A fasi alterne, le primarie sono state esaltate o maltrattate, da politici e commentatori. Oggi capita spesso che anche analisti normalmente inclini a esaltare le virtù della “società civile” e della partecipazione si ritrovino a considerare preferibile che a decidere le candidature a sindaco siano, sempre e comunque, i dirigenti di partito. Sottolineo che si tratta dalle primarie a sindaco, perché non tutte le primarie sono uguali.

Il sindaco è una figura che molti residenti conoscono, su cui tanti pensano di poter dire la propria e avrebbero voglia di esprimerla, che viene scelta e valutata meno di altre sulla base di pregiudizi ideologici o appartenenze di partito, più di altre sulla base di un giudizio che riguarda qualità personali (intelligenza emotiva, disponibilità al confronto, indipendenza, visione, autorevolezza, dedizione per il servizio pubblico).

Avere candidati e sindaci che rispondano a queste aspettative rappresenta un vantaggio di lungo termine per le forze politiche di cui ha goduto soprattutto il centrosinistra, nelle fasi in cui è prevalsa tra i dirigenti di partito l’idea che fosse meglio avere candidature forti e rappresentative di una ampia area dell’elettorato che di stretta osservanza della propria corrente.

Le primarie aperte volevano e possono essere una consapevole “cessione di sovranità” dei gruppi dirigenti all’opinione pubblica cittadina, anche a quella che i partiti normalmente non intercettano, e al tempo stesso lo strumento per istituzionalizzare un circuito virtuoso di partecipazione, coinvolgimento, scelta dei candidati più popolari.

È ovvio che le due cose stanno o cadono insieme. Si partecipa più volentieri dove una effettiva cessione di sovranità consente una reale competizione tra profili diversi. Al contrario, in questa fase, le primarie vengono interpretate come un modo per legittimare decisioni che i dirigenti non hanno avuto il coraggio di prendere o che non avrebbero potuto prendere negli organismi di partito. Il caso di Bologna è reso ancora più emblematico da una circostanza davvero inusuale.

Le scelte di Conte

Giuseppe Conte ha da poco affermato, a ragion veduta, che i Cinque stelle con la sua guida possono ambire a dialogare anche con elettori moderati, non tradizionalmente prossimi al centrosinistra.
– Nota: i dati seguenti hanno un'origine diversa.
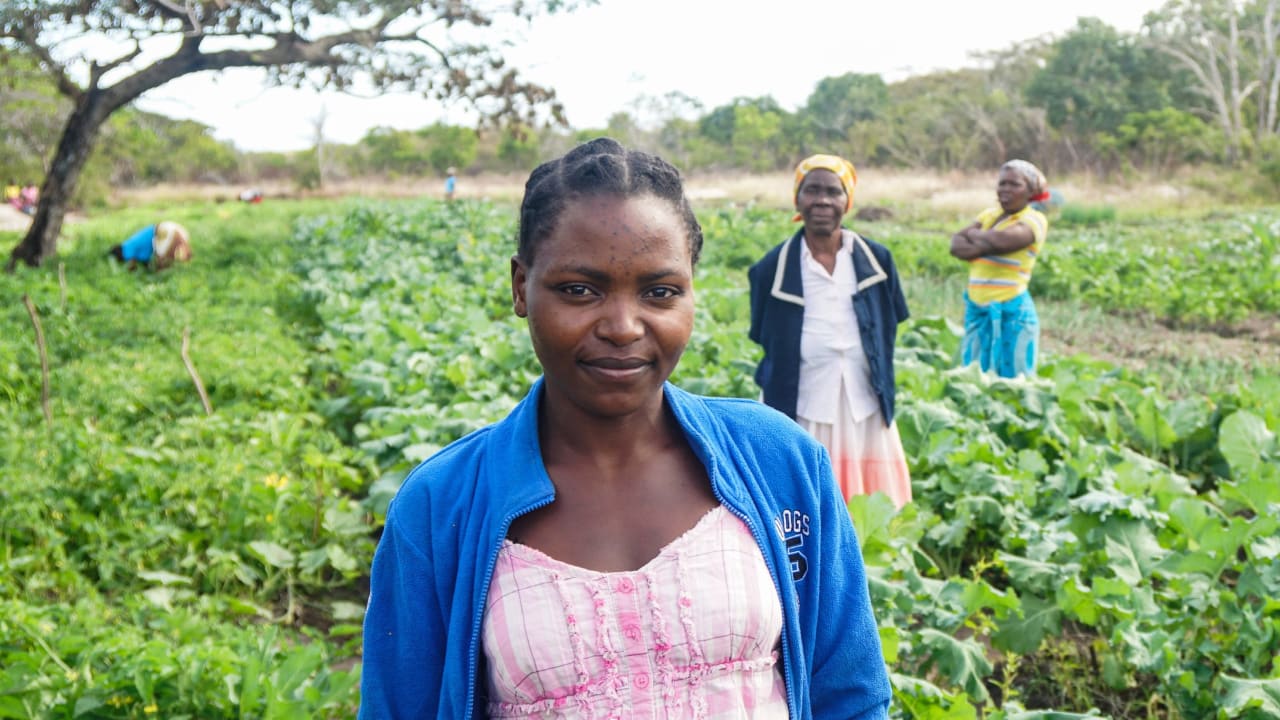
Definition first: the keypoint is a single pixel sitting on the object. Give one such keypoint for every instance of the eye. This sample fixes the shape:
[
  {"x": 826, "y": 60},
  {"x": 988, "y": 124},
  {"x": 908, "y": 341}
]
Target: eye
[
  {"x": 663, "y": 292},
  {"x": 576, "y": 290}
]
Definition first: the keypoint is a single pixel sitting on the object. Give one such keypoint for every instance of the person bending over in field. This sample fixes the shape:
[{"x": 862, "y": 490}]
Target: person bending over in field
[
  {"x": 826, "y": 305},
  {"x": 617, "y": 547},
  {"x": 156, "y": 246},
  {"x": 1001, "y": 329}
]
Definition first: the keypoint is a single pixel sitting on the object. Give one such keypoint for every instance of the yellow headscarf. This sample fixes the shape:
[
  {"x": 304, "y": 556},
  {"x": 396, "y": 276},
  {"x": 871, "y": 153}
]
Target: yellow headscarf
[{"x": 842, "y": 168}]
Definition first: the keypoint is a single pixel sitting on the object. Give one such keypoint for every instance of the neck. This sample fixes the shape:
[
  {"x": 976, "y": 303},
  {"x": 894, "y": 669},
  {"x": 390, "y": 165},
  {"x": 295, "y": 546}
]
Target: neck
[
  {"x": 566, "y": 433},
  {"x": 823, "y": 242}
]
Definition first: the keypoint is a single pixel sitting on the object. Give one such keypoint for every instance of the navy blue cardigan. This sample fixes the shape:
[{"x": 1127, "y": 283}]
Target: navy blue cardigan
[{"x": 777, "y": 318}]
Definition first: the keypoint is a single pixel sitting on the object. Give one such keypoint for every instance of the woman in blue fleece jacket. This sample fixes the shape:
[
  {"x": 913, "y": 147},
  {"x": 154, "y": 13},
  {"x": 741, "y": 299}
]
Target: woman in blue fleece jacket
[{"x": 617, "y": 547}]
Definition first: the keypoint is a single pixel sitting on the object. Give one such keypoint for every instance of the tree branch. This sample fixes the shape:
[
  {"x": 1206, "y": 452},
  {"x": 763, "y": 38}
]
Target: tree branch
[
  {"x": 96, "y": 71},
  {"x": 170, "y": 9}
]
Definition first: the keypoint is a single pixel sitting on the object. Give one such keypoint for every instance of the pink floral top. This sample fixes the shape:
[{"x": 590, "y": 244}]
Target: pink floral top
[{"x": 694, "y": 633}]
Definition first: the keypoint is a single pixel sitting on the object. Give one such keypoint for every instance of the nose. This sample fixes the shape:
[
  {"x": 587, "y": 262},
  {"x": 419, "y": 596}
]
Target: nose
[{"x": 620, "y": 322}]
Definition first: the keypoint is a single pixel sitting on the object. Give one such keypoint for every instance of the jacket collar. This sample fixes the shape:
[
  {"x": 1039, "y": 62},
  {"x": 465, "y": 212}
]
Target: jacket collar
[
  {"x": 519, "y": 477},
  {"x": 789, "y": 285}
]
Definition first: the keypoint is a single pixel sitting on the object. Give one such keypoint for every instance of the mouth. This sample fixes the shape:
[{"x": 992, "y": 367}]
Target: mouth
[{"x": 617, "y": 368}]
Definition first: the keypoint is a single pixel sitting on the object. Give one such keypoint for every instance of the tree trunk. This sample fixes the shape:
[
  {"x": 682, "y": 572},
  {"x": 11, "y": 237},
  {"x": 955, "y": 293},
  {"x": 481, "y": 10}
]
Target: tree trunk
[{"x": 73, "y": 149}]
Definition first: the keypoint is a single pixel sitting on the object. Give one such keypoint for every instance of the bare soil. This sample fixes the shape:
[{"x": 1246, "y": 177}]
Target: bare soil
[{"x": 1141, "y": 342}]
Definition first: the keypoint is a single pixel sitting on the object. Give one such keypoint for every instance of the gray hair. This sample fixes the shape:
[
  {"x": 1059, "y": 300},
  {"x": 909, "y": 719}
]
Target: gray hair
[{"x": 1036, "y": 181}]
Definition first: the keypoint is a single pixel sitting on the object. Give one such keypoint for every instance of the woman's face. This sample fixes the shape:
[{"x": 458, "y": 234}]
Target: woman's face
[
  {"x": 609, "y": 302},
  {"x": 1013, "y": 191},
  {"x": 821, "y": 201}
]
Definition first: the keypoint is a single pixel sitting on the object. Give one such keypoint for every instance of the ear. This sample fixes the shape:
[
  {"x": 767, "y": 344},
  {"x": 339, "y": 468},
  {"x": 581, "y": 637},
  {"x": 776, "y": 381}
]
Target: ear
[{"x": 519, "y": 279}]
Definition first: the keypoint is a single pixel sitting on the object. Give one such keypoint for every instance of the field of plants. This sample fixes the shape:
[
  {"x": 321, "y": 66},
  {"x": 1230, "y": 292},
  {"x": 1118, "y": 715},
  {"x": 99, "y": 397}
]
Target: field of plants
[{"x": 1100, "y": 541}]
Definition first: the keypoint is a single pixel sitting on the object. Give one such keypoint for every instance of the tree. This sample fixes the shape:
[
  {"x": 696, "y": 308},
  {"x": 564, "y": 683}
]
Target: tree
[
  {"x": 1205, "y": 37},
  {"x": 1095, "y": 76},
  {"x": 449, "y": 146},
  {"x": 415, "y": 45}
]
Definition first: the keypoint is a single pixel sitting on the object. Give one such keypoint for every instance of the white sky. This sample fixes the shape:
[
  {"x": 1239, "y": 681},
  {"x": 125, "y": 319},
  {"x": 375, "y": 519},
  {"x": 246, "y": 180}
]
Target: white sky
[{"x": 600, "y": 59}]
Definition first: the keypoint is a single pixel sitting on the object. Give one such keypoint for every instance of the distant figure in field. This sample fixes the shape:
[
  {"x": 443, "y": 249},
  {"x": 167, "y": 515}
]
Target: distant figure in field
[
  {"x": 451, "y": 183},
  {"x": 158, "y": 246},
  {"x": 28, "y": 197},
  {"x": 826, "y": 305},
  {"x": 1001, "y": 328}
]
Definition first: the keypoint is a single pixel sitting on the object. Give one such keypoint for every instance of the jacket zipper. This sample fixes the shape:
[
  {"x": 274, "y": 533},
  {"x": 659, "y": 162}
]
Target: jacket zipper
[
  {"x": 787, "y": 677},
  {"x": 474, "y": 652}
]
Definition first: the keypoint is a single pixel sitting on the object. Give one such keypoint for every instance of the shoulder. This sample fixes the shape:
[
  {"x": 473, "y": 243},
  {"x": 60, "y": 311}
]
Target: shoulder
[
  {"x": 439, "y": 482},
  {"x": 881, "y": 251},
  {"x": 1034, "y": 219},
  {"x": 769, "y": 261},
  {"x": 745, "y": 425},
  {"x": 1033, "y": 215},
  {"x": 988, "y": 215}
]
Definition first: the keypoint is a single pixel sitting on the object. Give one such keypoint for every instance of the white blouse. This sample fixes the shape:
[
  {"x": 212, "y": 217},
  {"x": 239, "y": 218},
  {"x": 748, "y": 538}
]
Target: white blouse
[{"x": 831, "y": 347}]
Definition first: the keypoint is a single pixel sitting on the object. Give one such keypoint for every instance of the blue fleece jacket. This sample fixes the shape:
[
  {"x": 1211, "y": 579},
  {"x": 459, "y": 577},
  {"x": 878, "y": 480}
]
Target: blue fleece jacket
[
  {"x": 423, "y": 654},
  {"x": 140, "y": 245},
  {"x": 777, "y": 319}
]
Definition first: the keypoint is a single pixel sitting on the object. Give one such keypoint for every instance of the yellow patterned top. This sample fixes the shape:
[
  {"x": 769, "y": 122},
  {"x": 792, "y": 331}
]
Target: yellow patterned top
[{"x": 996, "y": 278}]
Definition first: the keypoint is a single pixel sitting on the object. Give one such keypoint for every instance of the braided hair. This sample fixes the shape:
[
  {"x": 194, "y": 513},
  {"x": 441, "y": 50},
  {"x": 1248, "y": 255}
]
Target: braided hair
[{"x": 599, "y": 167}]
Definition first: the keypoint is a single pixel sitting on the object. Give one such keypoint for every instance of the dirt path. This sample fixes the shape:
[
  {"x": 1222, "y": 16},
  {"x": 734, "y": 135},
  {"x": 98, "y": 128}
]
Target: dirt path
[{"x": 1143, "y": 343}]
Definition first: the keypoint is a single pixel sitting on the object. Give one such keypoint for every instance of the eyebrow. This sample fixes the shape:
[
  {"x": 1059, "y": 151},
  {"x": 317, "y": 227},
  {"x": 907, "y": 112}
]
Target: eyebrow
[{"x": 602, "y": 277}]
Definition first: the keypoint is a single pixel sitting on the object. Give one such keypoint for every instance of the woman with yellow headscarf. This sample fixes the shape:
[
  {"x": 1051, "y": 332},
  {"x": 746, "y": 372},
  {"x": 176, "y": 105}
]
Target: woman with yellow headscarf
[{"x": 826, "y": 305}]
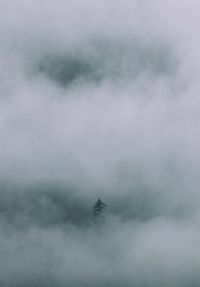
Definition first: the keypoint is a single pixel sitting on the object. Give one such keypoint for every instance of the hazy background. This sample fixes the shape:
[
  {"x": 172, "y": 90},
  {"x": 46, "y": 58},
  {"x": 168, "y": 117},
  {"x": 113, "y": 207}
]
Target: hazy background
[{"x": 99, "y": 99}]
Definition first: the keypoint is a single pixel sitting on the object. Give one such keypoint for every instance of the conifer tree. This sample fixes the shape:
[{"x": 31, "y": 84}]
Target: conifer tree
[{"x": 98, "y": 209}]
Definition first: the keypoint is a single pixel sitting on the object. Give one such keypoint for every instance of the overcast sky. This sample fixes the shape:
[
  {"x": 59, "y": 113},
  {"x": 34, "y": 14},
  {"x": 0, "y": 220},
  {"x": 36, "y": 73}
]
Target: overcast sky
[{"x": 99, "y": 99}]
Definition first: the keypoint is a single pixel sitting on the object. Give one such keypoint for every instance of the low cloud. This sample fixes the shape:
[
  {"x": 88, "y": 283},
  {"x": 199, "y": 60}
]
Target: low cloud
[{"x": 99, "y": 100}]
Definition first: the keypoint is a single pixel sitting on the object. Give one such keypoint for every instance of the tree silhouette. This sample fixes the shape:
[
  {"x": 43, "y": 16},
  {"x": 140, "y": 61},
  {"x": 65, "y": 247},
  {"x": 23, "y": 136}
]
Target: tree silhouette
[{"x": 98, "y": 209}]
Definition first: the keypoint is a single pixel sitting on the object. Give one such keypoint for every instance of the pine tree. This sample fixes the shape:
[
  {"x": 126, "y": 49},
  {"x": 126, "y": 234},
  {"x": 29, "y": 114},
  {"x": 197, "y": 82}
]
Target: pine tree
[{"x": 98, "y": 209}]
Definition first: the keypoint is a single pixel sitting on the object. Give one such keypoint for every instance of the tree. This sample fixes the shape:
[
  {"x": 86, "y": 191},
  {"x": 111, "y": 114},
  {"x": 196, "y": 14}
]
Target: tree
[{"x": 98, "y": 209}]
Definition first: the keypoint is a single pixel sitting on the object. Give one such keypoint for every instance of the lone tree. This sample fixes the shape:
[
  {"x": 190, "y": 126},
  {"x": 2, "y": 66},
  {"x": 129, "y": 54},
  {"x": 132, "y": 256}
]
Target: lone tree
[{"x": 98, "y": 209}]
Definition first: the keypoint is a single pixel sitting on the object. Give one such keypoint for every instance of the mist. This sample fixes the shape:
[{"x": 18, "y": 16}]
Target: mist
[{"x": 99, "y": 100}]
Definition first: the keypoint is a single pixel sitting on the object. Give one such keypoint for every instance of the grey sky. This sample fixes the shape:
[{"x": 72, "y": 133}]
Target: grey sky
[{"x": 99, "y": 99}]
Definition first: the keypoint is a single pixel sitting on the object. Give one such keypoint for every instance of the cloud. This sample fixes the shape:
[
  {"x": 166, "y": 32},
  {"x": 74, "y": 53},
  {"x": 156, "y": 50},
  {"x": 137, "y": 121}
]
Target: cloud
[{"x": 99, "y": 99}]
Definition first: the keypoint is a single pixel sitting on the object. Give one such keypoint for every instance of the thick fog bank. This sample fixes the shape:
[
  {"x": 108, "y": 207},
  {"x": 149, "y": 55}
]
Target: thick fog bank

È leader in pectore di un partito che fa primarie e votazioni interne iper-protette, riservate solo a chi è iscritto alla piattaforma Rousseau, e che a Bologna non ha aderito alla coalizione di centrosinistra.

Ciononostante, è intervenuto personalmente per sostenere il candidato (Matteo Lepore) preferito da buona parte della dirigenza PD e dalla “sinistra-sinistra” contro la candidata (Isabella Conti) per cui si sono espressi apertamente proprio quegli ambienti moderati potenzialmente mobili con cui Conte vorrebbe dialogare. Nessuno degli esponenti Pd preoccupati delle “invasioni di campo” stavolta si è risentito.

Pare ovvio che in questo caso Conte abbia ricevuto addirittura un caloroso invito a esporsi, e che si prepari in questo modo a incassare il sostegno Dem su Virginia Raggi a Roma, qualora Roberto Gualtieri non arrivi al ballottaggio. Non è l’unico indizio, ma è certamente il più clamoroso, al tempo stesso dei timori che circolano ai piani alti del Pd sul possibile risultato bolognese e della torsione imposta alle primarie.

Da strumento di partecipazione messo a servizio della società civile cittadina, ritenuta abbastanza matura da poter essere sovrana nella scelta della candidatura migliore, a prosecuzione della politica nazionale di partito con altri mezzi.

Del resto, le componenti “dalemiane” del centrosinistra le accettarono controvoglia nel 2005, le hanno subìte quando nel 2007 divennero atto fondativo e norma statutaria del Pd, hanno poi ripetutamente tentato di affossarle. Ma la società italiana non è meno matura di quindici anni fa, i partiti non hanno visto crescere il numero degli iscritti, il ceto politico non gode di una autorevolezza maggiore di allora. Perciò, non è detto che le primarie finiscano qui.